After harvest the plant will send up little side shoots with small broccoli
heads on them these shoots are fast growing and in a matter of a few hours
can start to turn yellow and start to flower. Now I will go out and harvest
all the side shoots that are bigger than a golfball. the others I leave
to go ahead and flower and set seed. Now you really only need one plant
to get enough seed for next year but I advocate letting all the plants
set seed for a very good reason . Sprouts. The enzyme responsible for the
cancer fighting ability of broccoli is at the highest level at the sprout
stage. The point before the first true leaves appear.

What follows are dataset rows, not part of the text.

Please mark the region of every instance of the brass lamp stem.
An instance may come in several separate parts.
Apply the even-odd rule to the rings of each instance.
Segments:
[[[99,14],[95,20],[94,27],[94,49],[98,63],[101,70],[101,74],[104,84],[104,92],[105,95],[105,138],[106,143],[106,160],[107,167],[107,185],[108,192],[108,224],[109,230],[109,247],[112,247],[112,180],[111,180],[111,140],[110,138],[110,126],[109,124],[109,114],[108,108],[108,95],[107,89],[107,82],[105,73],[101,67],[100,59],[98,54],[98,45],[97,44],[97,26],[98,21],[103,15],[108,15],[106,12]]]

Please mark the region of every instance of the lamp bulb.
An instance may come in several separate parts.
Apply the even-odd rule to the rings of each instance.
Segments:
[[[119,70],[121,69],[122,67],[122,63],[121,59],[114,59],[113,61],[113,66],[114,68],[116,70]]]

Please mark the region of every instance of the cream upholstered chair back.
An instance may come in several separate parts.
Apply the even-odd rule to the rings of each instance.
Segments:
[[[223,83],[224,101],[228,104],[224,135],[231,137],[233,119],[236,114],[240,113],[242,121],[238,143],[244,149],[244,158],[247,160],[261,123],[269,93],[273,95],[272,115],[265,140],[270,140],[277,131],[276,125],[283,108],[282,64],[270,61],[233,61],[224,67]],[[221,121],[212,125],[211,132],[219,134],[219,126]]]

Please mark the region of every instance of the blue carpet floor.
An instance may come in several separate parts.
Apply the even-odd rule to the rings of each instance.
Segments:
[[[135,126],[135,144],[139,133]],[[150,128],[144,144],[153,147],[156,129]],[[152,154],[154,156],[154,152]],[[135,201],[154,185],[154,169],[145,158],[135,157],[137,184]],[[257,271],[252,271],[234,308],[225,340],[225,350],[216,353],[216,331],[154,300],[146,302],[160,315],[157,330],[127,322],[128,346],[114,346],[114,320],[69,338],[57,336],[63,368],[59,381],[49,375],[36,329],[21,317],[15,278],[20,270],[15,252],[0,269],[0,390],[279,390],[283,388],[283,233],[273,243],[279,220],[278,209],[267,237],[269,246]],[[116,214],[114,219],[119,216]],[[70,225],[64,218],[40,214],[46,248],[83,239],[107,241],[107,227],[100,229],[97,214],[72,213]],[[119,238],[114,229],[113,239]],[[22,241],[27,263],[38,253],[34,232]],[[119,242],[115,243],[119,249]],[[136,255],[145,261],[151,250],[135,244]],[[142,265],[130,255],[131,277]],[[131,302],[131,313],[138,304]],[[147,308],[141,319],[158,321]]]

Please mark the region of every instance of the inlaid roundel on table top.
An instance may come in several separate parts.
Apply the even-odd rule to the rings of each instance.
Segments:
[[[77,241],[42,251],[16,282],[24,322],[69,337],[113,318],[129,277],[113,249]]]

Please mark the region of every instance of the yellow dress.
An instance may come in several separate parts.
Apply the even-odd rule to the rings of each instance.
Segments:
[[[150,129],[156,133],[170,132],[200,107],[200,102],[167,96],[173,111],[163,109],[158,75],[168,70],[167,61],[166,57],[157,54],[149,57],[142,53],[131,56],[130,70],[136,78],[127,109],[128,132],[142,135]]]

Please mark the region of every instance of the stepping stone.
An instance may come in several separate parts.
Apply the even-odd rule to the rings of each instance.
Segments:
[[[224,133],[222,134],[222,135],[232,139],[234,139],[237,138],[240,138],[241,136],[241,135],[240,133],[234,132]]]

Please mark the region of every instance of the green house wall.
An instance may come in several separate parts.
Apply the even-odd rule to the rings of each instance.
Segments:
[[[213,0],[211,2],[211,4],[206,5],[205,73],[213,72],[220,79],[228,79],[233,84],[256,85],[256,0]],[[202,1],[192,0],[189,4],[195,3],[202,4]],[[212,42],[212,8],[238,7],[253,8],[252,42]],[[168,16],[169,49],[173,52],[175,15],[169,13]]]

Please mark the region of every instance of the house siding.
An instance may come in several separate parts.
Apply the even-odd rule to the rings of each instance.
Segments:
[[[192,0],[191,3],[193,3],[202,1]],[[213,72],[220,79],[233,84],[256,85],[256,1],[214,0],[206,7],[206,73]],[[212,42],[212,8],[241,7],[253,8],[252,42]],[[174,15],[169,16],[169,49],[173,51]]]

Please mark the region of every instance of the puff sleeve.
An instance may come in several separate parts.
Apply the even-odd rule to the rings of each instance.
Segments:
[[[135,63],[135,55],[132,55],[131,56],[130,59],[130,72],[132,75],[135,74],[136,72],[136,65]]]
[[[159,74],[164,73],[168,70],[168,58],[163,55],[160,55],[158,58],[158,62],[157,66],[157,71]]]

To save the seed once the flowers fade you will get a thin 1 - 1-1/2 inch long pod. Once the pods form I take pantyhose and secure them
around the stems to catch the seed. sometime towards the end of July the
plant will start shedding the seed and at this point I will cut the stems
and bundle them up and hang them in the garage to dry. Once the plants
become brittle I then separate the seed form the chaff and bottle in one
of my handy dandy film containers. the best way of separating the chaff
I have found is to drop the seed from one container to another from a height
of about a foot (make sure you do this out of the wind ) the seed falls
and the chaff drifts away. After several times the seed is pretty clean
( by now I think you all get the idea that it is not possible to get any
type of vehicle in my garage in the summer and fall ) The plants are chopped
up into the compost pile and the beds replanted with lettuce or other fast
growing crop.
Now here in zone 5 I can get a fall crop of Broccoli by planting
seeds again by the second week of august and planting the transplants out
the first weekend of September with a harvest in October. You really can't
depend on fall broccoli to get seed from as the growing time is short.